Esse garoto... Por que acho ele tão familiar? Deve ser coisa da minha cabeça. Estou um pouco confusa ainda e me recuperando de uma bela surra, aquele Super Man teen sabe brigar, confesso que mereci aquela surra... Mas esse jeito de falar...

-E então? Quando será que você vai receber alta? –Elliott perguntou.

Tentei me levantar da cama, mas senti uma força me puxar para a mesma novamente. Ainda estava fraca e bastante dolorida.

-Parece que não vou receber alta tão cedo. –disse um pouco desanimada, afinal eu odeio hospitais, ficar aqui é horrível. Pessoas me dando medicações... Infelizmente não tenho boas lembranças do meu passado se tratando de hospitais.

-Você é uma garota forte, e logo vai sair daqui. –Leonardo falou, Elliott encarava ele estranho e aquilo estava deixando o Leo um pouco... Nervoso, e estava começando a me irritar.

-Se não parar com essa cisma ridícula, eu juro que dou um jeito de deixar você na mesma situação que eu. –todos riram exceto o Leo e o Tom.

Tom... Ele ainda mal falava comigo, mas só o fato de ter ele presente aqui, significa muito. Significa que ele se importa. E que ainda deve sentir algo por mim

-E então? A escola? O que está achando? –perguntei olhando o garoto tentando entender o porquê de sentir aquela sensação de que... De alguma forma... Ele me lembra alguém...

-Bem... É diferente, mas estou me adaptando bem, obrigado. –ele falava tão calmamente, era um pouco irritante até... De onde foi que eu tirei isso?

-Não vejo a hora de voltar para a escola, escrever, nossa vai ser... –estava tão animada e imaginando que só depois olhei a minha volta e vi todos com um olhar preocupado sobre mim.

E eles tinham razão de estar preocupados, eu tinha feito coisas horríveis e todo mundo ficou sabendo, e eu ainda não sei se posso voltar para a escola, nem sei a minha situação socialmente na verdade, o que me deixou preocupada.

-Pessoal, seja lá o que aconteceu, fica no passado, o mais importante agora, é olhar para frente, a Mariana não precisa desses olhares preocupados e sim de motivação. –Leo chamou a atenção de todos, o que me fez prestar ainda mais atenção nele.

-Você fala como...

-A imitação do Super Man Teen? Sim. Até por que... –Elliott começou a falar, mas Alex o repreendeu.

-Cara já chega. Não começa com isso de novo.

-Eu só estou dizendo que...

-Elliott! –todos nós falamos juntos e ele finalmente havia calado a boca.

-Ainda é um pouco cedo para pensar em voltar para a escola não? Aproveita. E reflete um pouco sobre você, vai lhe fazer muito bem, antes de tomar qualquer decisão. –Alex falou.

Ele estava diferente, mas um diferente bom, ele estava mais centrado, mais certo do que dizia... Mais seguro.

Tom saiu do quarto tão rápido que nem deu tempo de chamá-lo. E foi quando percebi que mesmo estando ali, ele ainda estava irritado e até mesmo triste por tudo o que aconteceu.

-Deixa que eu falo com ele. –Alex saiu às pressas da sala.
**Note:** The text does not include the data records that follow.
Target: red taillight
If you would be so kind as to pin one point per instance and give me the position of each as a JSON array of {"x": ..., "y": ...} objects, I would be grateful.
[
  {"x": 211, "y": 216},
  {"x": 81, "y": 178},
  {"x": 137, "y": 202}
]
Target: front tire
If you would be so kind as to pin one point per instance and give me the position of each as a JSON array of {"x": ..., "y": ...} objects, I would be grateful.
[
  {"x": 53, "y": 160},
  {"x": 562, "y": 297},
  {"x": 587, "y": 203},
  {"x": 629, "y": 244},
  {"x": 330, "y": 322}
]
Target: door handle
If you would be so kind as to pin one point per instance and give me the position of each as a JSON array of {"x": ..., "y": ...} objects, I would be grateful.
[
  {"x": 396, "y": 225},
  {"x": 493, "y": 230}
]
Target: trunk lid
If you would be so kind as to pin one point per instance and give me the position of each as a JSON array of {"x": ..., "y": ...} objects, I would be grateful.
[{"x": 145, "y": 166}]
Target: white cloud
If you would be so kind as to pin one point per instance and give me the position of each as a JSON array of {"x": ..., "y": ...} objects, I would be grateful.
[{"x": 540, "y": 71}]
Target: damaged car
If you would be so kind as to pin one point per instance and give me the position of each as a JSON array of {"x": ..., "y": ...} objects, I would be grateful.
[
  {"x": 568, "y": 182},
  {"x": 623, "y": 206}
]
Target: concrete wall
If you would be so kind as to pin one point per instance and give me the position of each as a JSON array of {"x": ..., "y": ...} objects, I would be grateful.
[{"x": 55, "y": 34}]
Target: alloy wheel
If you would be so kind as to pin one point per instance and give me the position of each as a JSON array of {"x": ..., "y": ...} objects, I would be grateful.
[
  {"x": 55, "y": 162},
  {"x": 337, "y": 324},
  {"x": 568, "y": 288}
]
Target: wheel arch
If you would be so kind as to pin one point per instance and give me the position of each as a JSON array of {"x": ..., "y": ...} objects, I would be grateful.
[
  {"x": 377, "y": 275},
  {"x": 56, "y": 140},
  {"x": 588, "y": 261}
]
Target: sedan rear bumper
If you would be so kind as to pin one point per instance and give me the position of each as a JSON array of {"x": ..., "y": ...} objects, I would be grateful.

-Mar... Eu vou... Ali... Sabe? Tomar uma água, eu já volto, e se esse Clarck Kent Teen fizer alguma coisa, é só gritar. –Elliott, eu ainda quebro o nariz dele.

Minutos de silêncio se passavam, e na minha mente, só ecoava as ultimas palavras que ouvi do Tom, aquilo ainda me causava dor.

-Vocês precisam de tempo. –Leonardo me tirou daquela tortura mental.

-Tempo? Do que você está falando?

-Conheço o Tom, mesmo que não seja uma amizade de anos, ele me contou algumas coisas, e tudo que posso dizer é que... Às vezes a resposta vem com o tempo, e o mais importante é continuar vivendo. –ele me olhava atentamente.

-Já te disseram que você tem os óculos do Clarck Kent? Nossa! –olhei atentamente seus óculos.

-Foge do assunto quando não sabe o que dizer? –ele riu.

-Não estou fugindo de nada. É só que, o tempo passa e as coisas continuam iguais, e se mudam, não é para melhor.

-Não é bem o que parece. Olhar Mar, não precisa mais carregar o fardo de culpa, já pagou por isso tudo, precisa se perdoar.

-É fácil falar, você não tem sangue nas mãos. Você fala como ele. –comecei a lembrar do porque o jeito dele me intrigou. Aos poucos tudo fazia sentido.

-Como?

Ele fala como aquele aprendiz de Super Man... E se Elliott estiver certo? Preciso fazer um teste, mas estou nesse estado, não há nada que eu possa fazer.

-Ouviu o que eu perguntei? –ele chamou minha atenção.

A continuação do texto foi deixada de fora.